In conclusion, Geisha, Buddhist temples, and Shinto shrines have become quite interwoven and complementary to each other as they have both become “curators of tradition” in modern society. As the various social complexities that exist within Japanese culture are rooted in these religions, they have helped create one of the arts of the Geisha, mastery of etiquette. Proximity to a famous temple or shrine would also have offered Geisha a constant influx of pilgrims to these temples as customers to the teahouses, as well as an attractive place to go with customers to enjoy various seasonal flowers and scenes.

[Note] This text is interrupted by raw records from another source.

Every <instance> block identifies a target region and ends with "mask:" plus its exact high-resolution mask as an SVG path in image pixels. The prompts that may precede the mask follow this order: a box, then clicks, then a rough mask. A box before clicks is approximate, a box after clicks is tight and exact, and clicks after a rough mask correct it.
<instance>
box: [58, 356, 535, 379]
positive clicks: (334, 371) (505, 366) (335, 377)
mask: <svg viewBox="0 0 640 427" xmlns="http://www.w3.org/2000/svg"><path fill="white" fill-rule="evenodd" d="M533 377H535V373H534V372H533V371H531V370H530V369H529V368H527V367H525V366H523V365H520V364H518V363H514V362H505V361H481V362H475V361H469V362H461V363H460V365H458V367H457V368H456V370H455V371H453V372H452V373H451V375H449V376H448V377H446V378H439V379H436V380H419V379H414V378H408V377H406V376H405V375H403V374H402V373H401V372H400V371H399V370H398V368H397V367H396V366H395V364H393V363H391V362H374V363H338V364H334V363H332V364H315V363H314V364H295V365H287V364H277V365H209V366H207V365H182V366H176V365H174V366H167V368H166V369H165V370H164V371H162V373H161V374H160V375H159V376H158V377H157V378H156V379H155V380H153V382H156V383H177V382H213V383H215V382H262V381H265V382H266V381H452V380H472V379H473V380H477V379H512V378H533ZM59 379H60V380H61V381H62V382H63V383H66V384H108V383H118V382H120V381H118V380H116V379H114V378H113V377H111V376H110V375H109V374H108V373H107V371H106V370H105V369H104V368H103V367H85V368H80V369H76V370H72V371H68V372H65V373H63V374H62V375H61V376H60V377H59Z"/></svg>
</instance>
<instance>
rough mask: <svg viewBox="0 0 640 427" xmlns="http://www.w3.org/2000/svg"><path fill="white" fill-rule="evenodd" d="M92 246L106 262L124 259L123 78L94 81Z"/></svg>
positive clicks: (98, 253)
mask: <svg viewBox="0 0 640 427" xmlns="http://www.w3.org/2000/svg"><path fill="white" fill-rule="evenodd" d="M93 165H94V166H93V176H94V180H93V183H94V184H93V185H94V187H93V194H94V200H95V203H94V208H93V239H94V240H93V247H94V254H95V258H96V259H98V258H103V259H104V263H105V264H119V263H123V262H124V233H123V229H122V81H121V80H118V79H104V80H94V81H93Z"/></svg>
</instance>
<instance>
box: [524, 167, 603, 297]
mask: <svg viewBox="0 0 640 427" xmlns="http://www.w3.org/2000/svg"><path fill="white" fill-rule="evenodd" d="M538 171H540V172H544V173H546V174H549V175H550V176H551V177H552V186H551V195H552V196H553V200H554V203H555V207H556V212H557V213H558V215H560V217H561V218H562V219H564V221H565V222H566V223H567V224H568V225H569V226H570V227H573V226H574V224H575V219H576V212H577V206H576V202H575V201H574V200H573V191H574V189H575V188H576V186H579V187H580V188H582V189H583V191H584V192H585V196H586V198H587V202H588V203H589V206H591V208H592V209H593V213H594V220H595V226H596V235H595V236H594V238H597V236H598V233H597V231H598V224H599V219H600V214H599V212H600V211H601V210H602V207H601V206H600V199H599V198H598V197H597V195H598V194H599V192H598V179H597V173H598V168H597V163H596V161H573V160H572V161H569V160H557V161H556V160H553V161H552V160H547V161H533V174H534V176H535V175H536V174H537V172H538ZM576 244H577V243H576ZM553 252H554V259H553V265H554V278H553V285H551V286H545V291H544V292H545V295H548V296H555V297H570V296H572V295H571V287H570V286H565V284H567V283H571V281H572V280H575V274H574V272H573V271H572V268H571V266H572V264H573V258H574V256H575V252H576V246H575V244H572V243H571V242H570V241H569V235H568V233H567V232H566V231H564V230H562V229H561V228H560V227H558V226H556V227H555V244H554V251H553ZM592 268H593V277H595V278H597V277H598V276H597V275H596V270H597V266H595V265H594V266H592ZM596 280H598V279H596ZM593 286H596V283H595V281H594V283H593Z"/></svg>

The practice of various ceremonies and traditions related to Shinto and Buddhist holidays and events also offers an air of added credibility to the traditional aspect of Geisha. Having intimate knowledge of various ceremonies and practicing traditions like the obake (dressing up) on Setsubun that are no longer performed by mainstream society would serve to remind people that though Geisha may have changed with time they are still the traditional representation of Japanese culture they have been since world war 2. The mirroring of the o-mamori of shrines and the name cards distributed by geisha offer another connection to shrines. Both serving to create a lasting connection with the customer, meant for their benefit, and their eventual return to the institution/individual they received them from.
It is clear that Geisha, temples, and shrines have a complex and yet complimentary relationship that is yet to be fully explored. Hopefully this discourse will be taken up in the future, possibly exploring the ways in which geisha themselves practice religion and a closer look at how temples and shrines may benefit from having a Geisha community near them.
Dalby, Liza. (2000) Geisha. London, UK: Vintage Books.
Habu, Junko. (2004) Ancient Jomon of Japan. New York, NY: Cambridge University Press.
Kimura, Harumi. (2009) Living Japan: Essays on Everyday Life in Contemporary Society. Folkestone, UK: Global Oriental LTD.
Warms, Richard, James Garber, and R. Jon McGee. (2009) Sacred Realms: Readings in the Anthropology of Religion. New York, NY: Oxford University Press.